/everypoliticianR

R library for accessing data from everypolitician.org

Primary LanguageR

everypoliticianR

About the package

This package provides a basic interface to access everypolitician.org datasets through R. As well as various functions to assist with data reconcilliation.

More complete bindings exist for Python and Ruby.

How to install

The package is currently only available on github.

library(devtools)
install_github("ajparsons/everypoliticianR")
library(twfyR)

How to use

Given a country name (and chamber if there are multiple chambers covered for that country in EveryPolitician) this package will download the most recent json file for that chamber and initiallise it using jsonlite.

The structure of the file is explained here, but it is useful to download and view one of the json files in a text editor to get a sense of the data avalaible for that specific country.

Downloading a country's information

library(devtools)
install_github("ajparsons/everypoliticianR")
library(everypoliticianR)

house_of_commons = everypolitician("United Kingdom")
us_senate = everypolitician("United States of America","Senate")

Viewing all available countries

The package downloads and caches a list of all available country information.

You can view as a data frame using the ep_get_countries_list() function.

library(devtools)
install_github("ajparsons/everypoliticianR")
library(everypoliticianR)

countries = ep_get_countries_list()

Accessing a local file

If you want to work with downloaded or modified popolo files, you can just specify the location of the file using the 'popolo_file' parameter.

library(devtools)
install_github("ajparsons/everypoliticianR")
library(everypoliticianR)

everypolitician(popolo_file="path\to\file.json")

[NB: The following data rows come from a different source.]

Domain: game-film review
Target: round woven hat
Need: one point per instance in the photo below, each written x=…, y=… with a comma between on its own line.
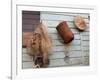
x=80, y=23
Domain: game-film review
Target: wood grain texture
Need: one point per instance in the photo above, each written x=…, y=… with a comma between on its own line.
x=74, y=54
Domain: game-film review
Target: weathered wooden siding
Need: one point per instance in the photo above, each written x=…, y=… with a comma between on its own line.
x=30, y=19
x=77, y=51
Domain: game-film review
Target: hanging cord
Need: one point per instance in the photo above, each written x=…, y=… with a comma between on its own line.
x=67, y=50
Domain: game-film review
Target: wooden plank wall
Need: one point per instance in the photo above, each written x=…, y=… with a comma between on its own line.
x=30, y=19
x=74, y=54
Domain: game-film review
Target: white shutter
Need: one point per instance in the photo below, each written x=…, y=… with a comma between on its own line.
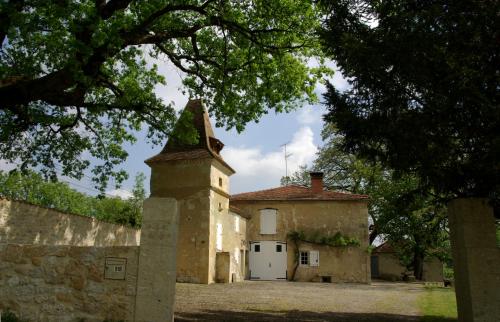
x=237, y=255
x=218, y=242
x=313, y=258
x=236, y=224
x=268, y=221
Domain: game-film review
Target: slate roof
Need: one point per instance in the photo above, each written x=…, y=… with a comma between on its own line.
x=239, y=212
x=208, y=146
x=295, y=192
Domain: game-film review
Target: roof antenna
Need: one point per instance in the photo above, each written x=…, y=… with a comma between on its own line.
x=287, y=155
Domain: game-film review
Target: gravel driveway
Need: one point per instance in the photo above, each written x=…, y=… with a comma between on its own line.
x=295, y=301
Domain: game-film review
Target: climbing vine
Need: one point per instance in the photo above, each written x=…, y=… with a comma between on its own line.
x=336, y=240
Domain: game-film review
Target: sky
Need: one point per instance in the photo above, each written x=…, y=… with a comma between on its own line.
x=257, y=153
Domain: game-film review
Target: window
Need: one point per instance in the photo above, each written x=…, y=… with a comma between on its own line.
x=268, y=221
x=237, y=255
x=314, y=258
x=237, y=224
x=218, y=242
x=304, y=258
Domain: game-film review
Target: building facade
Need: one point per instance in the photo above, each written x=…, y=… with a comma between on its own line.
x=225, y=238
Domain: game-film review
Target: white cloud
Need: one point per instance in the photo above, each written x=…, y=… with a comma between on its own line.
x=256, y=170
x=171, y=93
x=311, y=114
x=124, y=194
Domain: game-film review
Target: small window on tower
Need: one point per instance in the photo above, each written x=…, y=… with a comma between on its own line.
x=304, y=258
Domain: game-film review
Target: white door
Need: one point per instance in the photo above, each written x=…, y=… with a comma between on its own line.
x=267, y=260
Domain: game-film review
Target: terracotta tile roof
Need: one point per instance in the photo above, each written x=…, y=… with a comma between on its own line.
x=294, y=192
x=239, y=211
x=207, y=146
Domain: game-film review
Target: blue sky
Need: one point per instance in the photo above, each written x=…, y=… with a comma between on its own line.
x=256, y=154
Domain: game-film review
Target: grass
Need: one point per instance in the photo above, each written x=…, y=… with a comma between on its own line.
x=438, y=304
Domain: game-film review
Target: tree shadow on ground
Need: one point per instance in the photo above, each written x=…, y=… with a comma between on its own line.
x=234, y=316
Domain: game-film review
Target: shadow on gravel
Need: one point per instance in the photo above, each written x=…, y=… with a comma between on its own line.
x=232, y=316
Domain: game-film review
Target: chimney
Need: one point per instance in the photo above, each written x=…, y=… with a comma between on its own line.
x=316, y=182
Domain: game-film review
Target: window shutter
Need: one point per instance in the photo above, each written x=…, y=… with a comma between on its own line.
x=218, y=241
x=314, y=258
x=268, y=221
x=236, y=224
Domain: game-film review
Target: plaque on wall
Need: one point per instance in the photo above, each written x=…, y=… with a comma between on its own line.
x=115, y=268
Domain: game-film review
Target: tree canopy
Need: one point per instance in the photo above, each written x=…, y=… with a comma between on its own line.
x=403, y=212
x=31, y=187
x=77, y=78
x=424, y=93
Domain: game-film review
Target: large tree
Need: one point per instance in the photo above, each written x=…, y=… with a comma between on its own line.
x=31, y=187
x=77, y=78
x=424, y=93
x=411, y=217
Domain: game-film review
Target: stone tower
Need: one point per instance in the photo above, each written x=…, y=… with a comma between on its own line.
x=198, y=178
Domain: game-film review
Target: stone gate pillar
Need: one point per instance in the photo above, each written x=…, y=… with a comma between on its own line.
x=157, y=266
x=476, y=260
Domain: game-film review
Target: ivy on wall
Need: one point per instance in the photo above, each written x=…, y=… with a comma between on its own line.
x=336, y=240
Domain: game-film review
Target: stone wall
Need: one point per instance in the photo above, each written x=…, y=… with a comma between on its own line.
x=68, y=283
x=349, y=264
x=24, y=223
x=476, y=260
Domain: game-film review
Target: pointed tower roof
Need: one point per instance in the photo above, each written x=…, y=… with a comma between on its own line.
x=208, y=146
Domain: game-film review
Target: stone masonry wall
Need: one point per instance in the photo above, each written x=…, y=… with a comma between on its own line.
x=24, y=223
x=67, y=283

Using everypolitician to connect two different id formats

EveryPolitician can be used as a rosetta stone for different id schemas.

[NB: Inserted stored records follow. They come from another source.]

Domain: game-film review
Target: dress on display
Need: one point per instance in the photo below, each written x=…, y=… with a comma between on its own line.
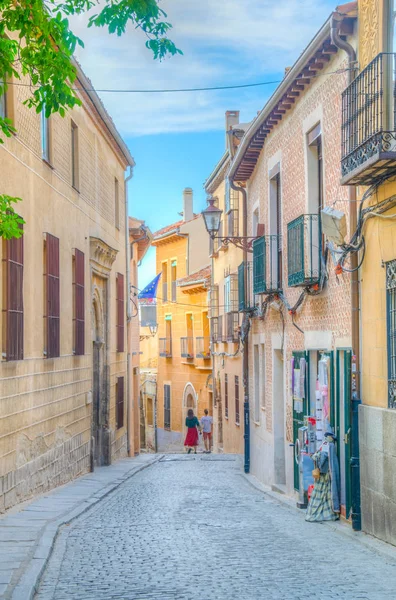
x=324, y=504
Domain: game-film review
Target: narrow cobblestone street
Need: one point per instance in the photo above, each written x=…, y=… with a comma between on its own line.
x=192, y=528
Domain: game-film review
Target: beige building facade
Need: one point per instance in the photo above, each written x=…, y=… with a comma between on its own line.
x=63, y=376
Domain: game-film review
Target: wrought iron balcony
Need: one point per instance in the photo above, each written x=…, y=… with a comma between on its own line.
x=368, y=123
x=165, y=347
x=267, y=264
x=187, y=347
x=303, y=250
x=248, y=303
x=203, y=347
x=232, y=327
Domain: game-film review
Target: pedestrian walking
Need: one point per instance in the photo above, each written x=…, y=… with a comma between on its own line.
x=192, y=440
x=206, y=424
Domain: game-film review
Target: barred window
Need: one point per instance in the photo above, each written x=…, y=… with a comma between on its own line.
x=391, y=330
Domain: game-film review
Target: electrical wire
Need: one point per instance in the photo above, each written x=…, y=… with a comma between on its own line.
x=178, y=90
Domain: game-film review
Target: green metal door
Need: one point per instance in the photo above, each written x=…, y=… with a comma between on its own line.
x=344, y=407
x=298, y=414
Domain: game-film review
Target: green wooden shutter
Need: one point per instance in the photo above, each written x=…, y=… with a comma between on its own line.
x=241, y=287
x=259, y=285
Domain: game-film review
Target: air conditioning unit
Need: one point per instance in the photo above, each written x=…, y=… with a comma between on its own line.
x=334, y=225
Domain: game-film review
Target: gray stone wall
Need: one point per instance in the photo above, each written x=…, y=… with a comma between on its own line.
x=57, y=465
x=377, y=433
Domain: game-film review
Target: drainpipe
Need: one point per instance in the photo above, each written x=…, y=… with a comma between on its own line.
x=245, y=364
x=335, y=22
x=129, y=312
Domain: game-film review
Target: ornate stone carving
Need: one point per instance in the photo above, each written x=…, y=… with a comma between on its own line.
x=102, y=256
x=370, y=30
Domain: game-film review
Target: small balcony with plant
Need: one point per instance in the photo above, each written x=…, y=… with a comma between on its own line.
x=368, y=123
x=304, y=241
x=202, y=345
x=187, y=347
x=267, y=264
x=246, y=300
x=165, y=347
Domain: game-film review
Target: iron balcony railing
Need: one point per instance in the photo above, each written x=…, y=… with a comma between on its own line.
x=164, y=291
x=173, y=291
x=304, y=250
x=165, y=347
x=368, y=122
x=248, y=303
x=232, y=327
x=203, y=347
x=267, y=264
x=187, y=347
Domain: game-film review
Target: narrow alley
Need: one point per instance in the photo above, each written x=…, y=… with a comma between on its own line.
x=193, y=528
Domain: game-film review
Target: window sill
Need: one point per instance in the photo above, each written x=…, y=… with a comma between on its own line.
x=47, y=162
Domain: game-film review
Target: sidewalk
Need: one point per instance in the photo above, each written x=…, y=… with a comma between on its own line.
x=28, y=531
x=375, y=545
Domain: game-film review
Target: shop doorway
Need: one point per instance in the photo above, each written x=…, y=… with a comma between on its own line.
x=343, y=409
x=279, y=419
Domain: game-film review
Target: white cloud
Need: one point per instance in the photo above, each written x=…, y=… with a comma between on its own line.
x=224, y=42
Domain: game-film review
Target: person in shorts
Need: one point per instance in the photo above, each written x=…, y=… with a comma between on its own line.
x=206, y=424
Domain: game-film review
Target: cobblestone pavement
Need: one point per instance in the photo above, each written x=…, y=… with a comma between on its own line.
x=192, y=528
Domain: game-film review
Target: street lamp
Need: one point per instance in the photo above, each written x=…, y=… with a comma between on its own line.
x=153, y=328
x=212, y=217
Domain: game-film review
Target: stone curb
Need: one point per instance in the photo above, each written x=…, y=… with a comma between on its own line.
x=375, y=545
x=28, y=584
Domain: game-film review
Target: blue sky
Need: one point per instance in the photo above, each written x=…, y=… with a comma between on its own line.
x=177, y=139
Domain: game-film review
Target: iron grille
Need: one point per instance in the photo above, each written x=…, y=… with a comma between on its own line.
x=368, y=127
x=267, y=264
x=187, y=347
x=165, y=347
x=303, y=250
x=203, y=347
x=391, y=330
x=232, y=320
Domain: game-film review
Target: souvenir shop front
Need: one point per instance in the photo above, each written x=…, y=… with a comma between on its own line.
x=321, y=384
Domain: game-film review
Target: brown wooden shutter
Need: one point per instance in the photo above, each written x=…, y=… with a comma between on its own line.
x=120, y=402
x=120, y=312
x=79, y=304
x=53, y=296
x=14, y=298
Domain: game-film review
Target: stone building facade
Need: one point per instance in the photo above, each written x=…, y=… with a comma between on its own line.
x=288, y=162
x=63, y=381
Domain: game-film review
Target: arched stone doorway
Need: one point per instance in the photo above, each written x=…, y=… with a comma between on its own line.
x=102, y=258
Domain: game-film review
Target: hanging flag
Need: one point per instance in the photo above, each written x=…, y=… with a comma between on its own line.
x=149, y=294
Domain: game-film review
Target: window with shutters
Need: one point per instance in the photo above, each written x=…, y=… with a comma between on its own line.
x=51, y=297
x=75, y=162
x=259, y=286
x=150, y=412
x=120, y=400
x=167, y=414
x=117, y=203
x=214, y=301
x=78, y=303
x=237, y=416
x=226, y=396
x=120, y=312
x=13, y=299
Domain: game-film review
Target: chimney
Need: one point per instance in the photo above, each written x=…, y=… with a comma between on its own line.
x=232, y=118
x=187, y=204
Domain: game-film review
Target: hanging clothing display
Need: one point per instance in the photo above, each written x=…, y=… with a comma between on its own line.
x=324, y=504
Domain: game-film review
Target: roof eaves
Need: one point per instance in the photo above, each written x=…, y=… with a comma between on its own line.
x=313, y=47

The 'ep_id_lookup' command can be used to create a dataframe to map between EP IDs and the other schema.

For instance, ep_id_lookup(pop,'wikidata') will produce a frame with an 'ep_id' and 'wikidata' ID.

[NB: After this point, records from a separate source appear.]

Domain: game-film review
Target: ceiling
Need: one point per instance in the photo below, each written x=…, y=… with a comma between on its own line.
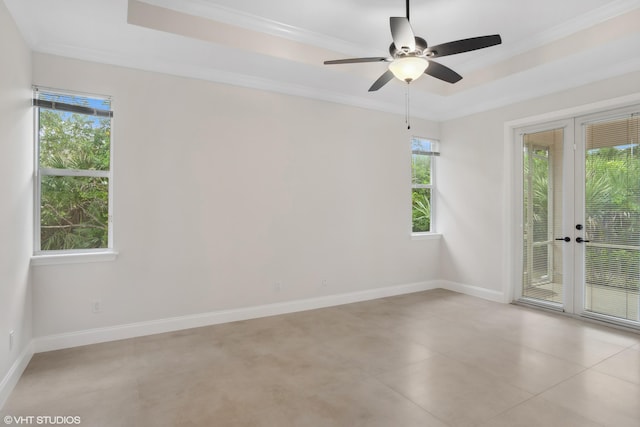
x=280, y=45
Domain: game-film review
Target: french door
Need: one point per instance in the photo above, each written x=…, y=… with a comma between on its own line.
x=581, y=216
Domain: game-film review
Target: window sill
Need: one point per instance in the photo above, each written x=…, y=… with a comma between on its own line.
x=73, y=257
x=425, y=236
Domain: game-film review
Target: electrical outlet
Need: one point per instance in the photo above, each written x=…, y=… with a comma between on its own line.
x=96, y=306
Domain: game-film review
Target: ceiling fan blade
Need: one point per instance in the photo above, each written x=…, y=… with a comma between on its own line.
x=465, y=45
x=382, y=80
x=355, y=60
x=442, y=72
x=402, y=34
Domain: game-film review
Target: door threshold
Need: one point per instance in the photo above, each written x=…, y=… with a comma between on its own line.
x=539, y=304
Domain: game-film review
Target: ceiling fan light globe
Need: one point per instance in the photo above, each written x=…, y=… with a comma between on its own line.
x=408, y=68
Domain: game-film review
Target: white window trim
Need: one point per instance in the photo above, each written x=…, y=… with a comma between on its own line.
x=71, y=256
x=433, y=234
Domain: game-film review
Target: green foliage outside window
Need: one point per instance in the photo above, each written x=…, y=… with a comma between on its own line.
x=421, y=183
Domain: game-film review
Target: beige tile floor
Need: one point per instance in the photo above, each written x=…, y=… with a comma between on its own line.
x=433, y=358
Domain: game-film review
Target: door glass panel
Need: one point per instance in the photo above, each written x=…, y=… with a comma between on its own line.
x=612, y=218
x=542, y=223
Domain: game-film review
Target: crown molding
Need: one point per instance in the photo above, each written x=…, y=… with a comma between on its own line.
x=567, y=28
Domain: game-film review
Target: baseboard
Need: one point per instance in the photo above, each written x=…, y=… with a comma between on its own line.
x=15, y=372
x=471, y=290
x=114, y=333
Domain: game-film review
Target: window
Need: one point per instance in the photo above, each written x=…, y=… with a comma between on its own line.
x=423, y=152
x=73, y=182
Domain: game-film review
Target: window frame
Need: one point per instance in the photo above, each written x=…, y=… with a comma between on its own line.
x=46, y=257
x=434, y=144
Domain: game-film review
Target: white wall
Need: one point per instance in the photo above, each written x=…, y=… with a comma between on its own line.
x=16, y=136
x=472, y=178
x=222, y=191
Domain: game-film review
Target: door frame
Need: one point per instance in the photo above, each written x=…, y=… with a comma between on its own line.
x=512, y=182
x=567, y=125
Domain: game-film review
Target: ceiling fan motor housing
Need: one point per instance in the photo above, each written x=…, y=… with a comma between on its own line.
x=421, y=46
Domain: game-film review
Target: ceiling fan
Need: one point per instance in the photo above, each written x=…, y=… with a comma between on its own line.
x=411, y=56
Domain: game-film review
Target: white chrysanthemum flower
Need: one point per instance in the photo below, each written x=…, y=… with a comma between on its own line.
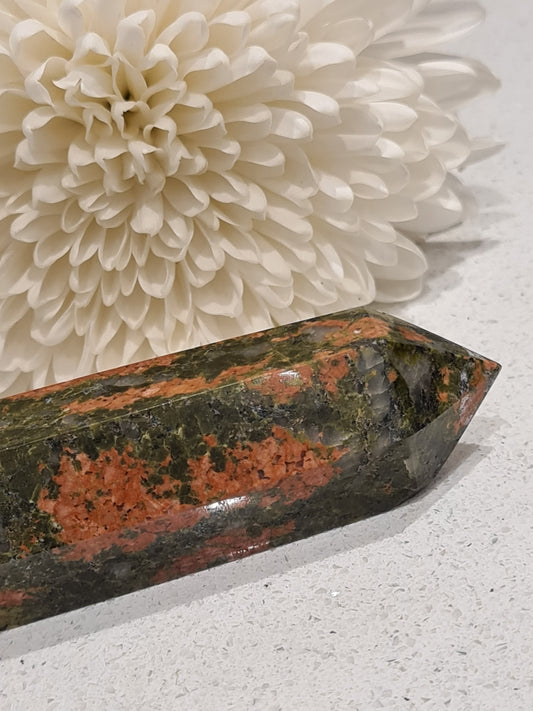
x=178, y=171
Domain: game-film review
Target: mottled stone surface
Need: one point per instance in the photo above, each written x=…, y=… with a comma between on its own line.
x=135, y=476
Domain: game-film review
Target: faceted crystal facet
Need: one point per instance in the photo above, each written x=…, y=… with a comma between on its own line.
x=131, y=477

For this example, EveryPolitician data will be joined with the TheyWorkForYou data to produce seperate wordcloud of words used in terrorism debates by male and female MPs. (based on example of twfy R bindings here).

library(devtools)
install_github("jblumenau/twfyR")
library(twfyR)

install_github("ajparsons/everypoliticianR")
library(everypoliticianR)

library(quanteda)

#get uk politician info
pop = everypolitician("United Kingdom")

#extract parlparse ids
parlparse = ep_id_lookup(pop,"parlparse")

#convert to twfy format
#e.g. uk.org.publicwhip/person/25622 to - 25622
tidy_id <- function (x){ strsplit(x["parlparse"],"/")[[1]][[3]]}
parlparse$twfy <- apply(parlparse,1,tidy_id)

#get recent commons speeches on terrorism
my_key = "YOUR_KEY_HERE"
set_twfy_key(my_key)
debates = getDebates(type="commons", search="terrorism")

#merge debates with the lookup table, then with the ep persons table
debates = merge(debates,parlparse,by.x="person_id",by.y="twfy")
debates = merge(debates,pop$persons,by.x="ep_id",by.y="id")

male_speeches = subset(debates,gender == "male")
female_speeches = subset(debates,gender == "female")


wordcloud <- function(x){
  speech_corpus <- corpus(x$body)
  
  speech_dfm <- dfm(speech_corpus, remove = c("will", stopwords("english")),
                    remove_punct  = TRUE)
  
  speech_dfm <- dfm_trim(speech_dfm, max_count = 400, min_count = 10)
  
  speech_idf <- tfidf(speech_dfm)
  
  textplot_wordcloud(speech_idf, min.req = 10, random.order = FALSE, rot.per = .25, 
                     colors = RColorBrewer::brewer.pal(8,"Dark2"))
}

#make workcloud of respectve corpus
#not particlarly enlightening - but it'll do for an example
wordcloud(male_speeches)
wordcloud(female_speeches)

Get alternate names

Some datasets only contain names for politicians. EP data will often contain alternate versions of these names (which can be downloaded as a csv from the country page).

This command will produce the equivalent data frame - ep_alt_name_list.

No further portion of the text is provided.